Winter is the season of being still when everything in you wants to move. It is the stripping away of what was not rooted deeply enough to last. Relationships that were not aligned. Identities that were borrowed. Versions of yourself that were built for survival rather than purpose. Winter removes what is not meant to stay and that removal, while it can feel like loss, is actually a form of grace.
If you are in a Winter season, you may feel like nothing is happening. Like you are stuck, stagnant, left behind while everyone else seems to be blooming. But beneath the surface of every Winter, roots are deepening. God is doing a work in you that cannot be rushed and cannot be seen yet. The invitation of Winter is not to produce. It is to trust the process that is happening underground, even when you cannot see any evidence of it above.
Spring
The first signs of something new beginning.

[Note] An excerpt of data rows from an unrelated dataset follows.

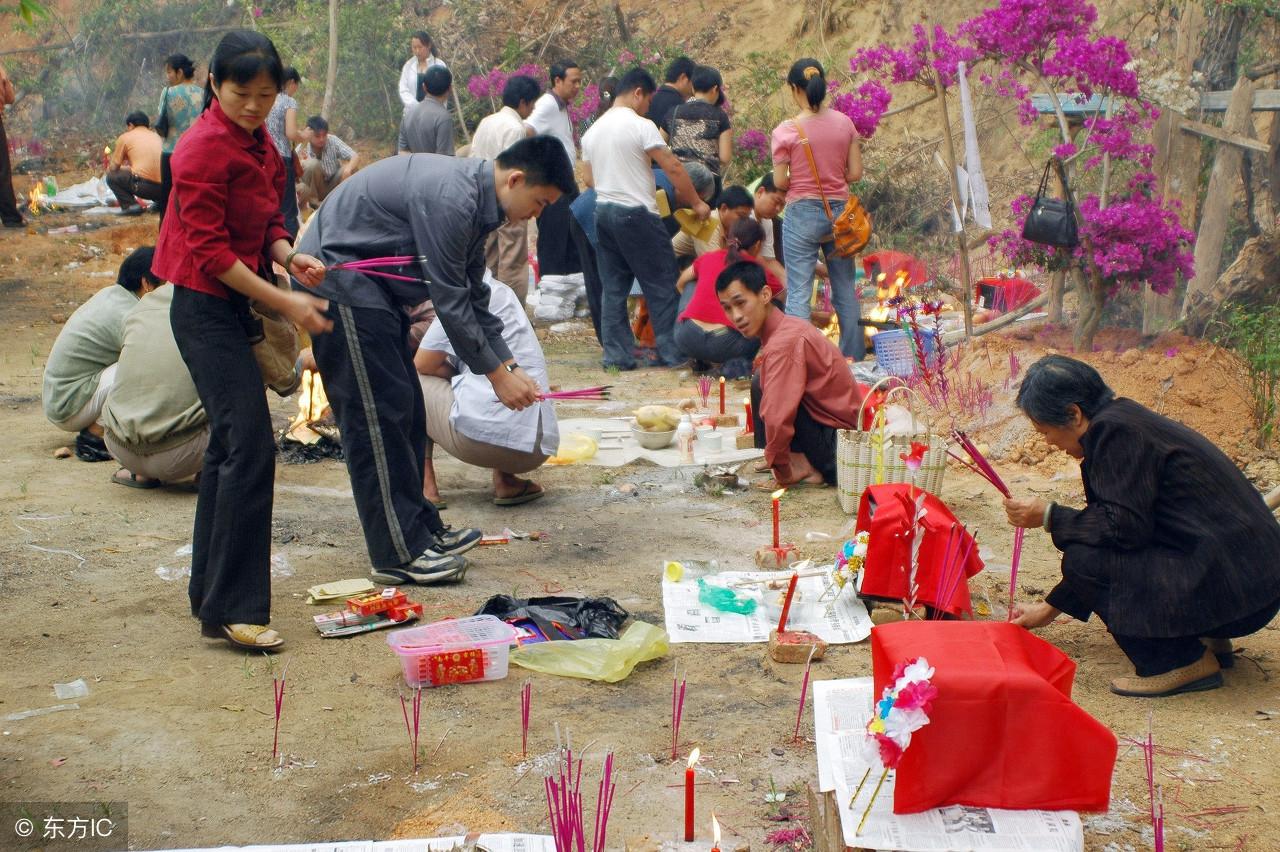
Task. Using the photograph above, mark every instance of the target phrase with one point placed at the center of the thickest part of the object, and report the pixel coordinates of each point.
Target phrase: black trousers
(816, 440)
(9, 214)
(1151, 656)
(556, 251)
(231, 560)
(376, 399)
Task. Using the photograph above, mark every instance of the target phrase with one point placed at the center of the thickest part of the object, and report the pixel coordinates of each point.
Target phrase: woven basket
(872, 457)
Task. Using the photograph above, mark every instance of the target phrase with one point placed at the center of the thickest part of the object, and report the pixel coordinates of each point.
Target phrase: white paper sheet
(689, 621)
(841, 710)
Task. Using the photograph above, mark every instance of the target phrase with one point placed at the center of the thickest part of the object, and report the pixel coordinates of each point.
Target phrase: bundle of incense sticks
(412, 729)
(565, 805)
(371, 266)
(585, 393)
(677, 710)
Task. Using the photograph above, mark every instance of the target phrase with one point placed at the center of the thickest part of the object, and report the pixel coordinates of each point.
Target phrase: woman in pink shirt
(807, 228)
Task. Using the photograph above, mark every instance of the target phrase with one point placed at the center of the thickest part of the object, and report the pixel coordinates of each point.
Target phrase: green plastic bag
(609, 660)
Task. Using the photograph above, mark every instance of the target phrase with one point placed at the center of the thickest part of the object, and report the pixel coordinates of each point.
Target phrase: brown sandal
(251, 637)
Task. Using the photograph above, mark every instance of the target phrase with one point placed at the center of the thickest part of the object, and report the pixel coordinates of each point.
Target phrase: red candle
(689, 797)
(777, 502)
(786, 604)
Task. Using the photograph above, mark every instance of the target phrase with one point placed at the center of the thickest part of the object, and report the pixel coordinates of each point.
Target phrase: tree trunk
(1178, 163)
(330, 77)
(1253, 278)
(1221, 193)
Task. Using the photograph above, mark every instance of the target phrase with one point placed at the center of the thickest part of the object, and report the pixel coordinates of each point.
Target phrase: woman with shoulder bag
(215, 252)
(816, 156)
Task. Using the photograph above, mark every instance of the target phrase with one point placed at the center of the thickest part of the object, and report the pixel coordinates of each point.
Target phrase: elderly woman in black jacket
(1175, 550)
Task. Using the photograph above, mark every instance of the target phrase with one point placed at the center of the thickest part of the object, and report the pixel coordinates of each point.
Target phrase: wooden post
(1221, 193)
(1178, 161)
(949, 150)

Spring arrives gently. It rarely announces itself with fanfare. It comes in small shifts, a little more hope than yesterday, a door that opens where there was only wall before, an unexpected conversation that plants something in you that was not there before. Spring is the season of tender beginnings and it requires a particular kind of gentleness from you in return.
The temptation of Spring is to rush it. To take the first green shoot of new life and immediately demand a harvest from it. Spring does not work that way. What is new in you is still fragile. It needs tending, not forcing. The invitation of Spring is to show up for the small beginnings with as much reverence as you would show up for the full bloom, because the small beginning is where the full bloom is being formed.
Summer
The fullness, the growth, the doing.
Summer is the season of momentum. Things are moving. You can feel yourself growing in real time, making choices that align with who you are becoming rather than who you used to be. The work you put in during Winter and the tender shoots of Spring are now visible, tangible, producing something you can actually see and feel. Summer is a gift and it is worth receiving it fully rather than spending it anxious about when it will end.
Summer also asks something of you. It asks you to be a good steward of the growth that has come. To stay rooted even in the fullness. To remember that the momentum you are experiencing was built in the seasons that came before it and that the foundation matters as much as the fruit. The invitation of Summer is to grow fully and gratefully, without losing connection to the roots that made the growth possible.
Autumn
The letting go, the harvest, the release.
Autumn is the season of beautiful endings. It is the harvest of everything you planted and tended through the previous seasons. It is also, and this part is harder, the season of letting go. Of releasing what has run its course. Of allowing things to fall away that once felt essential. Autumn teaches you that release is not the same as loss. That some things are meant to be held for a season and then offered back.
There is a particular beauty in Autumn that only reveals itself to those who are willing to let go with grace. The leaves do not fight their falling. They release and in their release they create something stunning. The invitation of Autumn is to practice that same grace. To harvest what this season produced, release what no longer belongs, and trust that what is falling away is making room for what is coming.
Where to Begin
Start by asking yourself honestly, without judgment and without the pressure to be somewhere you are not.
What season am I in right now?
Not the season you wish you were in. Not the season that looks better on the outside. The actual season. And then ask what that season is inviting you into rather than what it is taking from you. The reframe alone can change everything about how you move through it.
Every season is purposeful. Every season is sacred. Even the ones that feel like nothing is happening are preparing the ground for what is coming. God does not waste a season. Not one of them. Not even the long Winters.
Trust the season you are in. It knows what it is doing.